· 

秋、ものおもい

季節がまた変わった。

光も、空気も、いつのまにか秋になっている。

時間は「ふふん」と笑うように、後ろ姿で過ぎていく。

「ひゃー、もう追いつけないわー」

そんな気持ちはさらさらないのに、笑う。

 

あふれかえる情報も、日々変わる情勢も、そして、価値観すらもぐるぐる回っている世の中。外をいちいち気にしていたら目がまわる。見なくていいもの、知らなくていいこと。そういうことを自分で選ばなくてはいけない時代だ。

いろんなことが、ものが、変わる。もちろん人もだ。

木漏れ日がゆらゆらと揺らいでいる。

なくてはならないもの。

そう信じて疑わなかったものの中に、ひょっとしたら錯覚も、まぎれているのかもしれない。

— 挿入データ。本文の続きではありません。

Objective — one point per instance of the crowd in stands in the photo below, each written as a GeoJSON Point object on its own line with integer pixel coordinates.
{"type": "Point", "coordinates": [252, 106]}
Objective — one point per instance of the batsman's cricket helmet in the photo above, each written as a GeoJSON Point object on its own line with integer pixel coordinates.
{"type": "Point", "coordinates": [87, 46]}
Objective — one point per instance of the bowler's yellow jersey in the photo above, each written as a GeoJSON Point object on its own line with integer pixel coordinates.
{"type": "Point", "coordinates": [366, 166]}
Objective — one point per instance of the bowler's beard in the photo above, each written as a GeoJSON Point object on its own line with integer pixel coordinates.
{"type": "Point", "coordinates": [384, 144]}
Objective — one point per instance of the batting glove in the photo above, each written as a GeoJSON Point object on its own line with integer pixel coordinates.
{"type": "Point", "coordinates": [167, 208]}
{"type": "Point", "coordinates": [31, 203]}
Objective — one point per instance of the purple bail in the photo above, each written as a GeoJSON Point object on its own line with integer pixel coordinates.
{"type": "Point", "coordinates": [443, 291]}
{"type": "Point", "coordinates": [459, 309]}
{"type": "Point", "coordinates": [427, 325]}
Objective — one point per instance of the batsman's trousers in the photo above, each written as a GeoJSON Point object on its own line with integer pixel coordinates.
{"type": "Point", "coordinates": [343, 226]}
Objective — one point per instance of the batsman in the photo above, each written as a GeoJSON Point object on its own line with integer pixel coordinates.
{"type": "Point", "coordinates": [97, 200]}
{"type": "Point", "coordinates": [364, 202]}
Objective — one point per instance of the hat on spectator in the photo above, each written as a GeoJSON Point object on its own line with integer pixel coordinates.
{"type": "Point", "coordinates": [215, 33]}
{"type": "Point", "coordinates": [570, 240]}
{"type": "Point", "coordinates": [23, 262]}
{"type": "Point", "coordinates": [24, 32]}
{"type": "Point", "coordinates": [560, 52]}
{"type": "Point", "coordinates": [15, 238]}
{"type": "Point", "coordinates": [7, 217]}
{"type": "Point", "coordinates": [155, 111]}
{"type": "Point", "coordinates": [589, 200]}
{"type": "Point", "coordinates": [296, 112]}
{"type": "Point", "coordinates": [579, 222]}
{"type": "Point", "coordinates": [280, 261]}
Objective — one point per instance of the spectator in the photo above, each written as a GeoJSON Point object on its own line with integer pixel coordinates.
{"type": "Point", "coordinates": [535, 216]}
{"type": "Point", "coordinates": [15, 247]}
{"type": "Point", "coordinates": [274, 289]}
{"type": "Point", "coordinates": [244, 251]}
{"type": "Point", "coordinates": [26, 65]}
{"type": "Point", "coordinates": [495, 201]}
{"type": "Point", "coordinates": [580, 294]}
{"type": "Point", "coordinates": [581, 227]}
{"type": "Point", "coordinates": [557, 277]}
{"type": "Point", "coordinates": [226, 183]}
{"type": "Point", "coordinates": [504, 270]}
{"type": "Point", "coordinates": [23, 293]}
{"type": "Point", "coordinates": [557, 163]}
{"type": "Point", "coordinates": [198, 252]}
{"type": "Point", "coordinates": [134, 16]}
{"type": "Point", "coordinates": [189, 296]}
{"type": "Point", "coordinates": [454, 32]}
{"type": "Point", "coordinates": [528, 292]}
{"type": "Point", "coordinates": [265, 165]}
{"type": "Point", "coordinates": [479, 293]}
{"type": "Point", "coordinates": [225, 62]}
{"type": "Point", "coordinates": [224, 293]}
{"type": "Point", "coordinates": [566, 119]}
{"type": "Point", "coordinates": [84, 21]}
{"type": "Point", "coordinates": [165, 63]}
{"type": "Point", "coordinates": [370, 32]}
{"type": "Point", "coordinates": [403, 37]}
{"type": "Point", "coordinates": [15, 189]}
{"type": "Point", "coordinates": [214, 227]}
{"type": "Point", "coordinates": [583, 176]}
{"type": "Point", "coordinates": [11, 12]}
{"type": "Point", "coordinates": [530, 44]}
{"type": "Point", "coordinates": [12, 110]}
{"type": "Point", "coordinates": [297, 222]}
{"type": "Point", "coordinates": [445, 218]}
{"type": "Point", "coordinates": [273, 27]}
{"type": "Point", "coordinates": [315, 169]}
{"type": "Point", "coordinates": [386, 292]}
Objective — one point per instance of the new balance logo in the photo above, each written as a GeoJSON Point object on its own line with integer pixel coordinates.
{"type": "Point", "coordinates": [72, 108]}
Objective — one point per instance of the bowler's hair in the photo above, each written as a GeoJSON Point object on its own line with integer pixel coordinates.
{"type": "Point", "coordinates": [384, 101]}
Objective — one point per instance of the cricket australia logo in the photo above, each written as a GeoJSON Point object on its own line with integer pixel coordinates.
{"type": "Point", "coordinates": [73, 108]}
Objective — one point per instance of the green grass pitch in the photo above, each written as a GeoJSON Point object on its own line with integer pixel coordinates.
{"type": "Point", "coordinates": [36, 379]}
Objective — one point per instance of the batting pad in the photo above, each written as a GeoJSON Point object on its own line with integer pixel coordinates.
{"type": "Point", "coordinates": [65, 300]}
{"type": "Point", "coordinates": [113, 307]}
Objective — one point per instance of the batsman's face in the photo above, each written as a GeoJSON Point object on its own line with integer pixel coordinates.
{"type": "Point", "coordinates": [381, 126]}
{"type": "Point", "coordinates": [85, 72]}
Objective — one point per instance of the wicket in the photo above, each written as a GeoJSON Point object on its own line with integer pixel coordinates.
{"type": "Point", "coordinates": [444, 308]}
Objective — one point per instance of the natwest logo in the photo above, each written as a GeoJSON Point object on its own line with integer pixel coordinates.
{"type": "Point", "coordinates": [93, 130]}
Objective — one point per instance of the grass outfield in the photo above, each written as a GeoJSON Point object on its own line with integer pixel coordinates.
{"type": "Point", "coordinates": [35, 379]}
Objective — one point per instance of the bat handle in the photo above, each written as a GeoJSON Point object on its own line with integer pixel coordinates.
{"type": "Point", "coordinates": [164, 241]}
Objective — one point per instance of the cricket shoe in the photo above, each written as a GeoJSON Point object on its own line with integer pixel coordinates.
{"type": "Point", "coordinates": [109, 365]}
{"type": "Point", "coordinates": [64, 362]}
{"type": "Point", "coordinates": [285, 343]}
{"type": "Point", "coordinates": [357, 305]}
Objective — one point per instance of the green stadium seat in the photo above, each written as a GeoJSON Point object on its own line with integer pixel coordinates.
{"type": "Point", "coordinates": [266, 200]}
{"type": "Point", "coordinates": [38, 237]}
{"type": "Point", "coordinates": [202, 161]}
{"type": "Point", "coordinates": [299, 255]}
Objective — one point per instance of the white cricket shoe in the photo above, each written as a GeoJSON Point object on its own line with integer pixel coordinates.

色が薄くなった葉を眺めながら、そんなことが頭をよぎる。

 

まぁ、いいことにしよう。

今考えても仕方のないことは、考えないに限る。大切なのは、後悔しない時間を過ごすこと。自分が良いと感じる方向に進むしかない。気が変わったら、変わったことを受け入れればいい。

変化を楽しむ。

とまではいかないにせよ、少なくとも自分が選んだことなら、後悔はないはず。

そう考えたら、急に力が湧いてきた。

私はやっと椅子から立ち上がった。